How do You Rebuild Company Morale? Five Suggestions

Situation: The CEO has regular lunches with staff to foster communication and sharing of information. In recent months few employees are attending these lunches. Also, a negative tone is beginning to pervade the office, though the situation seems to improve when the CEO is present. How would you address this situation?

Advice from the CEOs:

  • The immediate priority is to correctly diagnose the problem. Is this a question of the CEO’s energy or the team’s awareness of plans for the company? Is there something else going on of which the CEO is unaware?
  • Meet with employees. Have an open and frank discussion with them about the future of the company.
    • Meet with the most valuable employees first. Share hopes and vision for the business. Express appreciation for their contributions and discuss plans for their continued growth. Next, ask open-ended questions about the company and seek their input on how to improve it. Listen to what they have to say.
    • Next are borderline employees. Again, share the vision and appreciate their past and current contributions, but be honest about expectations for performance. Then ask the same open-ended questions that you asked the first group and listen.
    • For underperforming employees, again appreciate past and current contributions, but be clear that unless they substantially improve performance, future employment isn’t guaranteed. Ask the same open-ended questions asked of the other groups and listen.
  • Be patient.
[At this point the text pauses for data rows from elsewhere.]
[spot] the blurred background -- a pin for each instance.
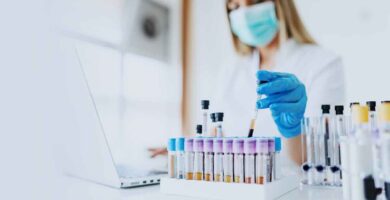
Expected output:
(148, 64)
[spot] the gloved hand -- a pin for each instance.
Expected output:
(286, 98)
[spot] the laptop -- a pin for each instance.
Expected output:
(87, 154)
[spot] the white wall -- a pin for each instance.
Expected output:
(357, 30)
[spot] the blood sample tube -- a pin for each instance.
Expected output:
(198, 159)
(180, 158)
(218, 159)
(172, 158)
(208, 159)
(228, 160)
(250, 159)
(261, 160)
(189, 158)
(238, 150)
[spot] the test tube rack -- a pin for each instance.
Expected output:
(227, 191)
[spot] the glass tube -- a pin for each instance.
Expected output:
(172, 158)
(205, 110)
(308, 152)
(327, 148)
(189, 159)
(250, 159)
(261, 160)
(180, 158)
(228, 160)
(271, 154)
(198, 159)
(218, 159)
(319, 155)
(208, 160)
(238, 150)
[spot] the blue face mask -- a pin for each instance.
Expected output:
(255, 25)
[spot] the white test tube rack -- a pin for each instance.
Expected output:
(229, 191)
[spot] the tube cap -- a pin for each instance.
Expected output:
(370, 191)
(339, 109)
(278, 144)
(213, 117)
(371, 105)
(208, 144)
(384, 112)
(218, 145)
(172, 144)
(198, 145)
(189, 145)
(262, 145)
(353, 103)
(227, 145)
(261, 82)
(199, 129)
(325, 109)
(238, 145)
(205, 104)
(180, 144)
(220, 117)
(360, 114)
(250, 145)
(271, 144)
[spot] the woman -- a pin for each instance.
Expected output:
(276, 47)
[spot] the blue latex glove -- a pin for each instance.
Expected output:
(286, 98)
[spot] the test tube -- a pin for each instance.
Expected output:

Don’t try to develop all the answers immediately. Listen and learn what drives employees – particularly keepers. Involve them in developing programs to drive the future.

Key Words: Communications, Morale, Employees, Diagnosis, Plan, Listen 

2 thoughts on “How do You Rebuild Company Morale? Five Suggestions

  1. Karen Orem

    I understand your reasoning for setting up a going to lunch time with your staff, however many of them may feel that they now have to give up some of their free time each week. Although they may never come out and say it, this can actually hurt your relationship with your employees and put further distance there.

    I worked under a wonderful CEO who knew everyone’s names, their families, what was important to each of them and had an open door policy. He also made sure that everyone at every level could share ideas on how to grow the company. He held short meetings that were well structures, informative, and kept us all working hard towards the same vision…that’s key!! A low cost way to show your appreciation for working hard is leaving a little note under the keyboard that you’ve noticed how hard they’ve been working, you appreciate it and know that it is adding to the company’s success. Encouraging the managers to do the same and maybe even recognizing employees at meetings can unite and ignite a company. Best wishes.

  2. Sandy Post author

    Great points, Karen. The CEO for whom you worked had a much better idea than the CEO who felt that lunch conversations were enough. This is part of the reason why the CEO in my example was looking for guidance as to what else he could do. I like your suggestions very much. Your example is a very holistic approach and much more likely to produce lasting results. Thanks!